Hamburg. Als das Wort Comeback am vergangenen Sonnabend im Zusammenhang mit Domagoj "Dule" Duvnjak fiel, zuckte Martin Schwalb kurz zusammen. Allenfalls als "Arbeitsversuch" wollte der HSV-Trainer den zwölfminütigen Einsatz des Kroaten gegen die TSG Ludwigshafen-Friesenheim gewertet wissen, nur dazu da, das "Gefühl für das Spiel" wiederzufinden. Duvnjak hatte sich zwei Wochen zuvor ein Knorpelstück aus dem Knie entfernen lassen. Davon freilich merkten weder er selbst noch die 10 000 Zuschauer in der O2 World etwas. Und das Handballgefühl war spätestens wiedergefunden, als Duvnjak kurz nach seiner Einwechslung unnachahmlich ins Tor traf.
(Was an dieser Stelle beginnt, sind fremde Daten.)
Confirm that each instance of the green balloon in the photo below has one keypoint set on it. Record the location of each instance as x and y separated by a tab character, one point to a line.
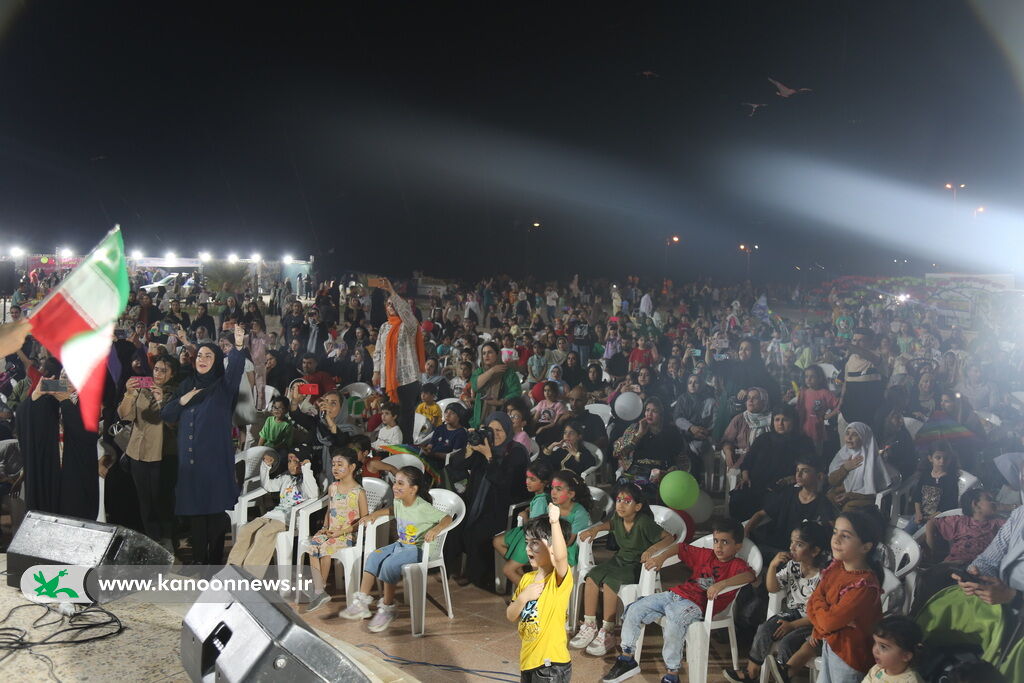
679	489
Man mag Schwalbs verhaltenes Verhalten unter Taktik verbuchen, zumal die Hamburger heute als Titelverteidiger und Tabellenführer der Bundesliga im Pokal-Achtelfinale beim Tabellenzweiten Füchse Berlin antreten (20.15 Uhr/Sport1). Das Spiel hat es in der Bundesliga Mitte Oktober in Hamburg bereits gegeben (31:27), nach Verbalgefechten zwischen Schwalb und Berlins Manager Bob Hanning schrieb der Boulevard von einem "Gift-Gipfel". Diesmal blieb alles ruhig. Der Pokal hat wohl auch da seine eigenen Gesetze.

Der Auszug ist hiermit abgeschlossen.